1956年の日ソ共同宣言から60年。節目の年となる今年、12月に山口県で安倍晋三首相がロシアのプーチン大統領と会談することで、北方領土返還への期待が高まっている。返還は本当にあるのか。
メディアは盛んに特集を組む。テレビ番組『クローズアップ現代プラス 急接近!日本とロシア交渉の内幕に迫る』(NHK/9月14日放送)は「極秘文書を入手した」としていたが日本側の経済協力の内容ばかり、ロシアからの島の返還については言及されなかった。

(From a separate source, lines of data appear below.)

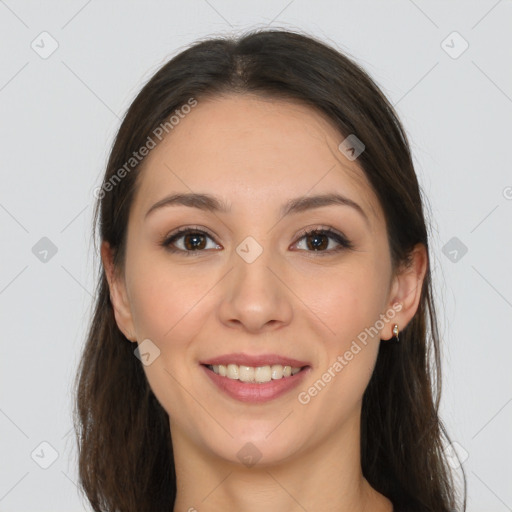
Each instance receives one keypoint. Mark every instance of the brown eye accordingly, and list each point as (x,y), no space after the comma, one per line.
(318,240)
(188,240)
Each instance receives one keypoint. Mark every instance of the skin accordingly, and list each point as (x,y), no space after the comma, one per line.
(291,300)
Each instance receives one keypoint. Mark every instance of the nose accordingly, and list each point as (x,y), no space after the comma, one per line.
(255,296)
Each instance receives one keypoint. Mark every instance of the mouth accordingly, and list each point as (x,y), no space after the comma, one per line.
(255,384)
(255,374)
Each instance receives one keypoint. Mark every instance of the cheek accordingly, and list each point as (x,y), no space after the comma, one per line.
(165,299)
(349,301)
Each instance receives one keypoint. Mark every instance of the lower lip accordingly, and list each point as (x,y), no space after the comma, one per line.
(254,392)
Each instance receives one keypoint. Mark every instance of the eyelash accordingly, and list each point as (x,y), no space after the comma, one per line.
(343,242)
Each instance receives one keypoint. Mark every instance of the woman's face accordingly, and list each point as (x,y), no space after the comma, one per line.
(247,281)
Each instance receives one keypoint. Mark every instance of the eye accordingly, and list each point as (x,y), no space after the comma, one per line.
(194,240)
(319,239)
(188,240)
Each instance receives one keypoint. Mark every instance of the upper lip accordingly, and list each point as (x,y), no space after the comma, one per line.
(241,359)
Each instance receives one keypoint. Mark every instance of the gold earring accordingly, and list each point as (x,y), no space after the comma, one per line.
(395,338)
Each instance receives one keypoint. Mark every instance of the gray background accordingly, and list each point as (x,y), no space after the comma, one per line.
(58,118)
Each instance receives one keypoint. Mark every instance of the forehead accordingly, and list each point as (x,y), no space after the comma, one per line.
(252,151)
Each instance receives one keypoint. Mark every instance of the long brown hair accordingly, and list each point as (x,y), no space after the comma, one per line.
(125,450)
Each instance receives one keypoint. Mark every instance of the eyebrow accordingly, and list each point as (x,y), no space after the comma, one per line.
(212,203)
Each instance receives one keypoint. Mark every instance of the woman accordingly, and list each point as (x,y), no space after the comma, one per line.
(264,332)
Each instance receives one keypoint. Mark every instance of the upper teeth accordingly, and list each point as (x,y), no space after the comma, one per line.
(252,374)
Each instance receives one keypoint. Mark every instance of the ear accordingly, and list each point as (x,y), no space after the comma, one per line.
(118,295)
(406,290)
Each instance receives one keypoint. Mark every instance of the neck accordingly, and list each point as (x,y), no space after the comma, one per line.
(326,477)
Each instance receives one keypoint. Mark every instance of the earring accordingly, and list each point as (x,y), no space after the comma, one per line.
(395,338)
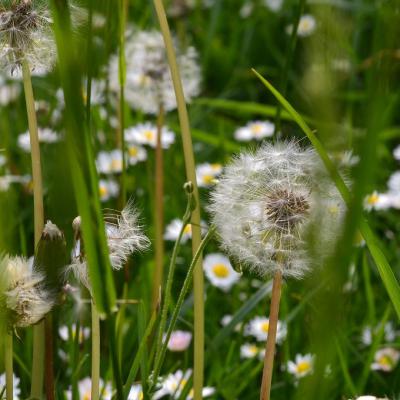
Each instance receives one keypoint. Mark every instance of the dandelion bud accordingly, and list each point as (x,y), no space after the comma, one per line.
(23,296)
(277,210)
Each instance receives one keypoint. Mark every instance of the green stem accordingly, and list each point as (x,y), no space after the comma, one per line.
(181,298)
(170,278)
(38,330)
(8,361)
(159,214)
(198,278)
(95,353)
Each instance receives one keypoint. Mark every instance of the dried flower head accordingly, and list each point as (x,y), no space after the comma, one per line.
(270,203)
(148,81)
(124,237)
(23,296)
(25,33)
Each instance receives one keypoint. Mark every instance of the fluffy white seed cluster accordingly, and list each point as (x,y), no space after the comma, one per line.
(276,209)
(124,237)
(22,293)
(25,33)
(148,80)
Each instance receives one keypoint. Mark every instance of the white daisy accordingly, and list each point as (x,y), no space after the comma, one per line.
(135,153)
(385,359)
(109,162)
(249,350)
(108,189)
(146,134)
(16,388)
(258,327)
(84,333)
(46,135)
(219,271)
(255,130)
(207,173)
(302,366)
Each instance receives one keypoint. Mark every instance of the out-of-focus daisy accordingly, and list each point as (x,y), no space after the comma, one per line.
(135,153)
(258,327)
(219,271)
(136,393)
(16,388)
(307,26)
(255,130)
(179,340)
(146,134)
(46,135)
(302,366)
(206,174)
(84,333)
(85,390)
(108,189)
(385,359)
(148,80)
(249,350)
(174,383)
(109,162)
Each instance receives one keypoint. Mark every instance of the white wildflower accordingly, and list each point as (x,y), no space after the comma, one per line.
(268,204)
(255,130)
(302,366)
(207,173)
(148,80)
(22,292)
(385,359)
(46,135)
(146,134)
(219,271)
(258,327)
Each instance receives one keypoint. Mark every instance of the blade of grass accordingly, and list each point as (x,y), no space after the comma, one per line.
(388,278)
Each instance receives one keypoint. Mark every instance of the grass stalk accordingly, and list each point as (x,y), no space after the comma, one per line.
(38,330)
(198,278)
(159,214)
(271,339)
(8,363)
(95,393)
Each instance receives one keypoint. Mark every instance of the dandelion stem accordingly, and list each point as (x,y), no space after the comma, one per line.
(95,353)
(271,339)
(38,330)
(8,361)
(159,213)
(198,278)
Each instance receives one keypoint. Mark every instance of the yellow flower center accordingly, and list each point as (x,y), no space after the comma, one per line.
(265,326)
(133,151)
(221,270)
(303,366)
(385,361)
(149,135)
(372,199)
(208,179)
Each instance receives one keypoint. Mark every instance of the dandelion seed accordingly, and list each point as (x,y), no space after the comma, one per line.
(22,292)
(268,203)
(219,271)
(302,366)
(148,81)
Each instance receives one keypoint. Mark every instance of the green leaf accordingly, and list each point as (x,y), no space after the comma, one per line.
(388,278)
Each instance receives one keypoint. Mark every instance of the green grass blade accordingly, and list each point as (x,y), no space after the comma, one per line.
(388,278)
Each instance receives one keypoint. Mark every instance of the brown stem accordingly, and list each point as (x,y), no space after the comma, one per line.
(271,339)
(159,213)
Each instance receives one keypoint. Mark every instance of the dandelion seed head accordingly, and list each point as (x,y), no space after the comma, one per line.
(269,203)
(23,292)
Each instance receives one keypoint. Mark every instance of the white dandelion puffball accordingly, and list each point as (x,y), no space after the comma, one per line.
(25,33)
(148,80)
(268,204)
(22,292)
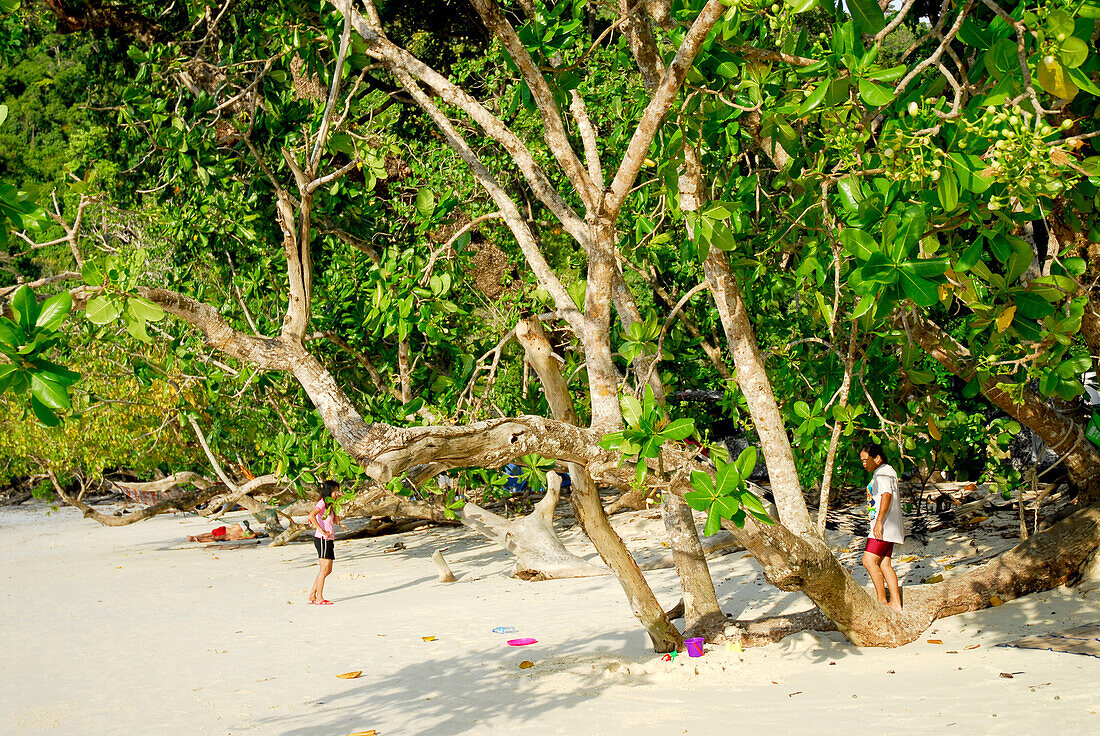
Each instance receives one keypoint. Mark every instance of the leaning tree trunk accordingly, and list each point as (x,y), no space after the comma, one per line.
(539,552)
(586,502)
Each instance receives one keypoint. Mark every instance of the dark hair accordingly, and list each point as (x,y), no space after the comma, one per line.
(873,450)
(328,487)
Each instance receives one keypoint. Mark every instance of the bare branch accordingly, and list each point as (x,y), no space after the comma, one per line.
(508,210)
(589,138)
(330,105)
(553,123)
(659,106)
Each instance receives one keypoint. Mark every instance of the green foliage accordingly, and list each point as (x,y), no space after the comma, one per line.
(648,428)
(726,496)
(25,342)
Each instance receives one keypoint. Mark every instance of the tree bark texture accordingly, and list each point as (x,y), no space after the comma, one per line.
(752,379)
(702,613)
(586,502)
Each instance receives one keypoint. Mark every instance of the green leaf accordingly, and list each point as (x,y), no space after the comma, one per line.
(917,288)
(102,309)
(851,194)
(947,190)
(631,410)
(425,201)
(50,393)
(970,255)
(1054,79)
(702,482)
(727,506)
(752,503)
(966,167)
(912,224)
(91,273)
(58,374)
(1084,81)
(868,14)
(24,306)
(972,34)
(700,500)
(44,414)
(1074,52)
(746,462)
(135,327)
(813,99)
(679,429)
(891,74)
(11,334)
(713,523)
(54,311)
(875,95)
(145,309)
(926,267)
(858,243)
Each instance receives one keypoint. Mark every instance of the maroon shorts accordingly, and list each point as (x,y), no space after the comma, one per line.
(879,547)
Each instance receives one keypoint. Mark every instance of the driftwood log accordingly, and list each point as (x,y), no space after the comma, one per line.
(540,555)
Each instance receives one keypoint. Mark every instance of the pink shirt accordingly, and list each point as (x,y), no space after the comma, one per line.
(327,523)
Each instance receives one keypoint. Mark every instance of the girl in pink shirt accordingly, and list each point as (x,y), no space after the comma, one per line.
(323,518)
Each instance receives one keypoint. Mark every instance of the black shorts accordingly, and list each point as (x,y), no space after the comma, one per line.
(326,548)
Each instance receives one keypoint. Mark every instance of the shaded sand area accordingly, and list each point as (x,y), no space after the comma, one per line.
(134,630)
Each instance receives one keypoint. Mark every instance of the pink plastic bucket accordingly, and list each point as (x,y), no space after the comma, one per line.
(694,646)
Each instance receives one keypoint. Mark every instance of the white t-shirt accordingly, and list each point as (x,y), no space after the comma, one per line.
(884,481)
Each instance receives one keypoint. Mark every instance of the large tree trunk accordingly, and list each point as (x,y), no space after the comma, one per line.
(586,502)
(1060,432)
(755,384)
(702,614)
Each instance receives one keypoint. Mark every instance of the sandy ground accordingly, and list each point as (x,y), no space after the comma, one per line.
(134,630)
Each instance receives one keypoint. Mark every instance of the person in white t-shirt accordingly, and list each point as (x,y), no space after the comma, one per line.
(883,513)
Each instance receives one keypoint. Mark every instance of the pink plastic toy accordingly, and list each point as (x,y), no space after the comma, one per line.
(521,643)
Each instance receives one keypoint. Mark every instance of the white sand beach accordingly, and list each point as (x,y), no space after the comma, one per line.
(135,630)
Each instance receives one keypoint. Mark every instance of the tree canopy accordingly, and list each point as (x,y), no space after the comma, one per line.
(318,229)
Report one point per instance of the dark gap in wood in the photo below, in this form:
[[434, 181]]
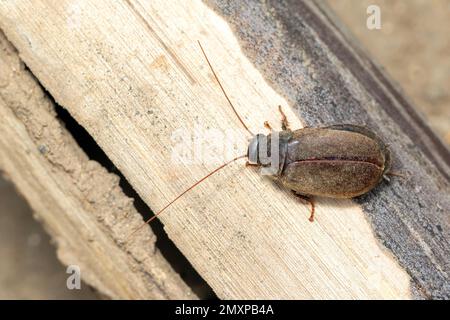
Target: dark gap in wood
[[166, 246]]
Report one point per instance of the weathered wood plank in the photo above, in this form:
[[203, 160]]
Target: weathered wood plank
[[79, 202], [132, 74]]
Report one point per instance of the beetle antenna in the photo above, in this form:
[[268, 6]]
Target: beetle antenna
[[183, 193], [223, 90], [396, 174]]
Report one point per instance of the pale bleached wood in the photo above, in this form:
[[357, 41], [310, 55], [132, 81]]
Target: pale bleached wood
[[131, 73], [80, 204]]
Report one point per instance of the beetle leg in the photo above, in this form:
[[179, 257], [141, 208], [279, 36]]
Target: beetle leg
[[284, 122], [307, 200], [248, 164]]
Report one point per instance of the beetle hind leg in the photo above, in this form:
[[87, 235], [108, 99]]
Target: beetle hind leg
[[309, 200], [284, 122]]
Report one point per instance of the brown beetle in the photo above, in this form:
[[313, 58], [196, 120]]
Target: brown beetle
[[339, 161]]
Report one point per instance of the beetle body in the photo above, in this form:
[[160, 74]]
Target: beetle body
[[341, 161]]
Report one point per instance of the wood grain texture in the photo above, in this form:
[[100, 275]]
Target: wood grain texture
[[132, 74], [80, 204]]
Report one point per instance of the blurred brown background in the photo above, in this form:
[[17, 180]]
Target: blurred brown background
[[413, 45]]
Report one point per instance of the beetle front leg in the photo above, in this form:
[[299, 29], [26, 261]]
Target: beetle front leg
[[308, 200], [284, 122]]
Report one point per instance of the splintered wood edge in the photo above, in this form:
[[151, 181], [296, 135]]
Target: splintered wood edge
[[79, 203], [132, 78]]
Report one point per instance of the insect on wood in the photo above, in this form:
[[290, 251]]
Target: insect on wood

また、9月16日放送の『プライムニュース』(BSフジ)の特集では、ゲストの袴田茂樹新潟県立大学政策研究センター教授は、返還に否定的な見方を示した。支持率が低迷していたプーチン大統領はクリミア併合で領土を拡大して「強いロシア」を打ち出し、一挙に支持が高めたため、領土を失うようなことをするはずがないとの主旨。
筆者も同感であるが、袴田氏の対談相手だった飯島勲内閣官房参与は妙に楽観的で「日本の帰属を認めた上、しばらく実効支配はロシアということも考えられる」などとし、「沖縄だって返還された」と話した。だが、米国軍が軍事基地として駐留し戦後四半世紀を経て返還された沖縄と、70年以上もロシアの一般住民が住み続ける北方領土とでは、まるで違う。島が故郷のロシア住民を追い出せば、プーチン氏は大統領の椅子から滑り落ちる可能性もある。
9日1日付朝日新聞は、北方四島のひとつである色丹島の現状を報じる特集を組んだ。よく読むと、「現地に入った朝日新聞ウラジオストク支局の助手の情報を元に」とある。助手はロシア人だろう。日本人記者は現地に入っていないと推察される。ロシア側のビザを取って島に入ると、「日本固有の領土を外国と認めることになる」と外務省から睨まれるのだ。
マスコミの現地取材は進まず
戦後、北方領土に最初に足を踏み入れたマスコミは北海道新聞の記者である。ビザを取っていた。90年元日の新聞で「世紀の特ダネ」として報じ、同紙は外務省記者クラブの出入り禁止処分となったが、情報筋によると、実は当時外務省欧亜局のソ連課長だった東郷和彦氏が同紙の潜入に助力していたといわれている。
道新の快挙は92年に始まった「ビザなし交流」の直前である。その頃、ピースボートなども現地入りした。しかし2009年に札幌テレビ(STV)がビザで択捉島に入ると、外務省や北海道知事が抗議を申し入れ、同社は謝罪した。